Titled Atlante Occidentale, Daniele Del Giudice, Einaudi Tascabili, 1998, pag.78, the exhibition deliberately starts with the typical formula of margin notes, as an approach to comparing things, and as a reference to some other “place”. This reference is in itself a container, because a “Western Atlas” in the show already exists – the works that make up the exhibition feature symbols and signs that are typically Western, albeit cast into embarrassment by a presence/absence that contradicts their form and amplifies their meaning.
The element of presence/absence, spanning the physical and the metaphorical, is the Bodhisattva, a Buddhist figure who renounces divinity in order to stay on and teach men the path that leads towards divinity; the very path that he is the first to renounce. As Bartolini writes, a condition “that seems a contradiction more than sacrifice; a voluntary gesture of incompleteness, a lack which is ‘necessary’ to establish a distance from total – and therefore mute – participation.” The Bodhisattva is a Master, a wandering master who shares a number of characteristics with another figure: the stylite.
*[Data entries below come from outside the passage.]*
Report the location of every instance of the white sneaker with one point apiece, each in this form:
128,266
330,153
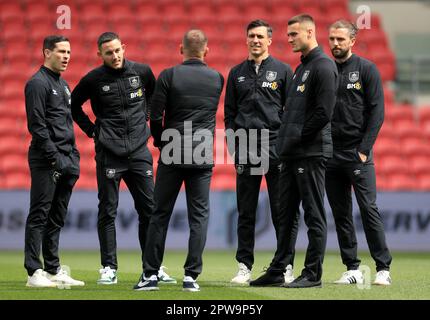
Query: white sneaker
351,277
39,280
243,275
62,278
289,274
163,277
107,276
383,278
189,284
Through a form of rigid physical immobility, the stylite becomes an architectural feature. Bartolini alludes to a confrontation between two teachings: one associated with the invisible, something to be assumed with the experience of faith, the other reached through the exercise of logic and method. This allusion becomes a confrontation, in which the former can, on occasion, disappear in the latter.Returning to the title of the exhibition and following its coordinates, we arrive at the passage in question from Daniele Del Giudice’s book: “Having no need to tell is the only thing that fractures the felicity of seeing beyond form.” Bartolini himself explains: “The Bodhisattva stops at form because his function is to tell others what, from close up, may be intuited beyond form. I admit to a perilous paraphrase between ‘beyond form’ and ‘enlightenment’; I believe that these two states share many characteristics in the practice necessary to achieve them: harmony, completeness and infinitude.”